I think I need to slow down & rethink my strategy.
I purchased the HSU bookshelfs for front & rears which are 15" tall, same clearance from the top of my door to the ceiling...
Needless to say, no room to angle them down, only choice for me is to return them & go with the Ascend 170's 12" tall or drill into the HSU cabinet & slap a omni20 on the back & place it in the left corner sideways & have the right rear vertical upright position. What would you guys do, open to any suggestions.
Click on pic to enlarge:


----------



## tonyvdb (Sep 5, 2007)

You could buy a large metal "L" bracket used for hanging plants off of, mount that to the side wall and then hang the speaker from the end of the bracket.


----------



## Wayne A. Pflughaupt (Apr 13, 2006)

I vote sideways for both. That’s how I’ve always had my rear speakers, and it works fine. However, I never had mine right up against the ceiling like yours will be, I‘ve had cathedral ceilings with lots of open space above them.

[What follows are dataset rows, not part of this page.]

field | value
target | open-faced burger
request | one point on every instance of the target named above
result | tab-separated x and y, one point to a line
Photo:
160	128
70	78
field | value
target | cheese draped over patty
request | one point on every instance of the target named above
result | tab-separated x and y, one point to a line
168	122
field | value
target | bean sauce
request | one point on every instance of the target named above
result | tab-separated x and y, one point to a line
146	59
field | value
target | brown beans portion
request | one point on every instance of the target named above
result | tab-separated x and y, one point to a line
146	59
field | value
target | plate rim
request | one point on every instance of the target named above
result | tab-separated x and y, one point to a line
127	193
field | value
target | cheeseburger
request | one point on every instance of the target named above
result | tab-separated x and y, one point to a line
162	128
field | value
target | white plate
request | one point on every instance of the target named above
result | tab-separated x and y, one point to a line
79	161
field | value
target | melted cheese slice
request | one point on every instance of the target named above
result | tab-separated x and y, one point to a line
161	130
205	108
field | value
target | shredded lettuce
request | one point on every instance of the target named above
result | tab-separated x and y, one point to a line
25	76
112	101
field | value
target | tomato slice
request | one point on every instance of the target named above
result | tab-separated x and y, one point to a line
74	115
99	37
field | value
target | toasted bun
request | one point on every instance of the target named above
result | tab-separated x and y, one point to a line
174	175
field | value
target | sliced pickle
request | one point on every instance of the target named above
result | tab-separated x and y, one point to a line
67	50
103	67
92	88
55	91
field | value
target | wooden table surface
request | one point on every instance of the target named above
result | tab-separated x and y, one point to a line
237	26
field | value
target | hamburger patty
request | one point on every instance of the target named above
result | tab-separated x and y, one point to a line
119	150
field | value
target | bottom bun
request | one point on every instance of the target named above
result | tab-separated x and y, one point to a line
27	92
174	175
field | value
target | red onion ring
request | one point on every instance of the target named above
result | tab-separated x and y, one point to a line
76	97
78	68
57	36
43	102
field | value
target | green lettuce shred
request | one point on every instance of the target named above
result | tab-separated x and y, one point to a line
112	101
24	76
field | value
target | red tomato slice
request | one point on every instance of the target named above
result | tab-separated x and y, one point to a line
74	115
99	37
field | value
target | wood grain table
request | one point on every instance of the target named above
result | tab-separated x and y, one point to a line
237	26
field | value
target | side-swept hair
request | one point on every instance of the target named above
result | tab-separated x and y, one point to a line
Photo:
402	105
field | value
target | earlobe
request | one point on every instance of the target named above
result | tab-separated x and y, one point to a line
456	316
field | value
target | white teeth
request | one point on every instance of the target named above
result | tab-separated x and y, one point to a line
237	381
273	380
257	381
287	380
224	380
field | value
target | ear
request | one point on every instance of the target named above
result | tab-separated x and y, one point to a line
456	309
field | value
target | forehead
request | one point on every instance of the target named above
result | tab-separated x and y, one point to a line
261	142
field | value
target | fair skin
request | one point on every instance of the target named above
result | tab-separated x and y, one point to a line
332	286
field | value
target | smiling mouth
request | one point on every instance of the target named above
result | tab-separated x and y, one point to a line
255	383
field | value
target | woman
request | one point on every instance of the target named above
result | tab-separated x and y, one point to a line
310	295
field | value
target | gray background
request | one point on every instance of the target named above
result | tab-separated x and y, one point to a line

Still, it should work in your situation and is probably you r best aesthetic option. Depending on the tweeter dispersion pattern of your speakers, at least. For instance, as I understand, THX-rated speakers limit vertical dispersion, to limit reflections from the floor and ceiling. Obviously you can’t use speakers like that on their sides.

By the way, if you do go with upright placement, be sure and invert the speakers. That will put some distance between the ceiling and the tweeter.

Regards,
Wayne


----------



## glaufman (Nov 25, 2007)

The HSU bookshelves are rear ported. You don't want them close to a wall.


----------



## Slater (Nov 20, 2009)

glaufman said:


> The HSU bookshelves are rear ported. You don't want them close to a wall.



My understanding per Pete @ HSU most wall mounts like the bt-77 will give the hsu bookshelf enough distance from the wall .


----------



## glaufman (Nov 25, 2007)

May be true. Perhaps he can provide you their minimum recommended distance, so you know for sure with whichever mount you get.


----------